Rochat believes there are “revolutions” in cognitive development as radical for the infant as regime change is to a society. The first occurs at two months, when babies begin to “ponder and assess” their environment. “At this juncture, infants grow from being direct perceivers and actors to active thinkers, evaluators, and planners,” he says.
Two-month-olds are spending longer periods awake and alert, “open to the world around them.” Parents often report that this is the point when their babies begin “smiling real smiles” at them, and they feel as if they are truly greeting their child for the first time.
At nine months, Rochat says, babies experience another mental revolution: they begin to understand that other people are deliberate in their actions, just as they themselves are.
For instance, if the baby is looking at a bright red ball on the living room floor, they might check to see if another child is looking at it too. This is the beginning of cooperation and sharing—and perhaps of jealousy and coveting as well.
Other actions that develop around the nine-month mark include pointing, and looking where someone else is looking (“gaze following”).
Heading into their second year, however, is when babies make a leap that will change their world forever: they begin to think symbolically.
Words suddenly have meaning beyond the tangible realities of cup, dog, hot, cold, hi, and bye.

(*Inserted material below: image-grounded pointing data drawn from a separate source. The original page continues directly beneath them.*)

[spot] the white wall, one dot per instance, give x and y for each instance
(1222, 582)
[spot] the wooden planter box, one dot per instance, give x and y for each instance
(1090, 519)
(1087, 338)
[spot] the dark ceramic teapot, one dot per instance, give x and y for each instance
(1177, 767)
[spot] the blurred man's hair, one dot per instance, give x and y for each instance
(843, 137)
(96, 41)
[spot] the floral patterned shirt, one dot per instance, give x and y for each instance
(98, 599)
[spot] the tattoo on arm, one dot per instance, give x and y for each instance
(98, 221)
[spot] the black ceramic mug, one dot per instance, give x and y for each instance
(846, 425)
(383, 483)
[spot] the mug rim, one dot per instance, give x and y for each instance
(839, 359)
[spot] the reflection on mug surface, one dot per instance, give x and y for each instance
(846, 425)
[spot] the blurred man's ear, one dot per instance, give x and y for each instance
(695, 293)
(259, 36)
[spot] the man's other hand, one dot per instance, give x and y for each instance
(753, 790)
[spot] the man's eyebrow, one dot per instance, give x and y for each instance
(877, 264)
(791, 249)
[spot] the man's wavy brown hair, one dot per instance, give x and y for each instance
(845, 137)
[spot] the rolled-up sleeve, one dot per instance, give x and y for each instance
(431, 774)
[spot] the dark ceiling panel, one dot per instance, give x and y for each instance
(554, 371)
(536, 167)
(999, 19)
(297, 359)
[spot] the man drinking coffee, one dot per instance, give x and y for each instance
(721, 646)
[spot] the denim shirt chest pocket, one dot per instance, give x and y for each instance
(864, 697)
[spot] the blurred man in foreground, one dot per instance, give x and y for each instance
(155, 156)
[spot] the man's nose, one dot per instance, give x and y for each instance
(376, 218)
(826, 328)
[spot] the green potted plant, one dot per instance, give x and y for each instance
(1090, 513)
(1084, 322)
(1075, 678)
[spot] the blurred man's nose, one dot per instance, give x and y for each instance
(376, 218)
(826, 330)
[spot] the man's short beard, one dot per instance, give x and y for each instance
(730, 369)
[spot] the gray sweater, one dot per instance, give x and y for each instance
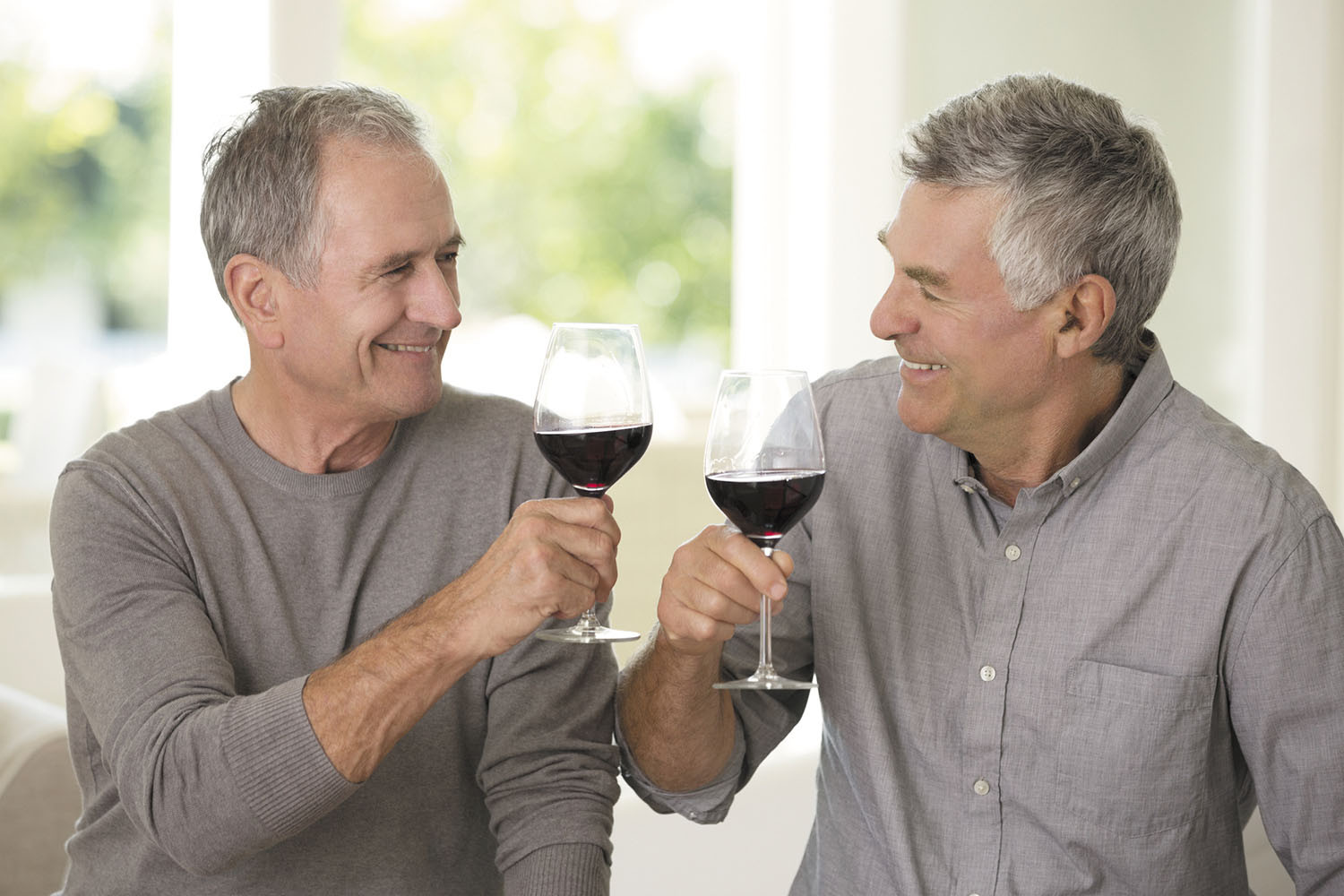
(198, 582)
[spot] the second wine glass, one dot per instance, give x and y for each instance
(763, 468)
(593, 421)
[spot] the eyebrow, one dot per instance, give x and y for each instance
(925, 276)
(918, 273)
(397, 260)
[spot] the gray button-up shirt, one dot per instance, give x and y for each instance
(1082, 694)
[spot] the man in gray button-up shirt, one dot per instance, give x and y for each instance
(1069, 625)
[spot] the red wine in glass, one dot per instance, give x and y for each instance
(593, 460)
(765, 504)
(591, 421)
(763, 468)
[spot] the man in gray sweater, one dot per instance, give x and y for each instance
(296, 614)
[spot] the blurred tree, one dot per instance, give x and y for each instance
(83, 187)
(582, 196)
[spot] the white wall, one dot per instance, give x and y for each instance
(1246, 94)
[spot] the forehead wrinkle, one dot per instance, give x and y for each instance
(398, 258)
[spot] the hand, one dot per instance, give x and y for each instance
(714, 584)
(556, 557)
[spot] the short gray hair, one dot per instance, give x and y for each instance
(1086, 191)
(263, 172)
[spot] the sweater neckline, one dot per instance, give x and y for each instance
(261, 463)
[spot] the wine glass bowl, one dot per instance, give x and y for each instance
(591, 421)
(763, 468)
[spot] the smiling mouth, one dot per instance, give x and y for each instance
(397, 347)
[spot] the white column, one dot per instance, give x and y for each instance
(306, 42)
(220, 56)
(819, 125)
(1295, 234)
(223, 54)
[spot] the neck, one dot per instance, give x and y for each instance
(304, 437)
(1054, 438)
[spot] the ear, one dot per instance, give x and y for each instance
(1085, 311)
(253, 290)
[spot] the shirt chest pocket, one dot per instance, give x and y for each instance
(1134, 748)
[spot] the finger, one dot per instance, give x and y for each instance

“When the symbolic gateway is opened . . . the child gains immensely,” Rochat says. “They can now contemplate the world, reenact past events, imagine virtual realities, and [predict] future outcomes. They can exchange abstract ideas with others using words, gestures, drawings, or mathematical formulas. They can express love, hate, bliss, boredom, or the blues.
“Symbolic functioning makes for the uniqueness and power of human culture, for better and for worse. It’s what makes us different from any other animal. This is what infants prepare for and develop for during the whole first part of life.”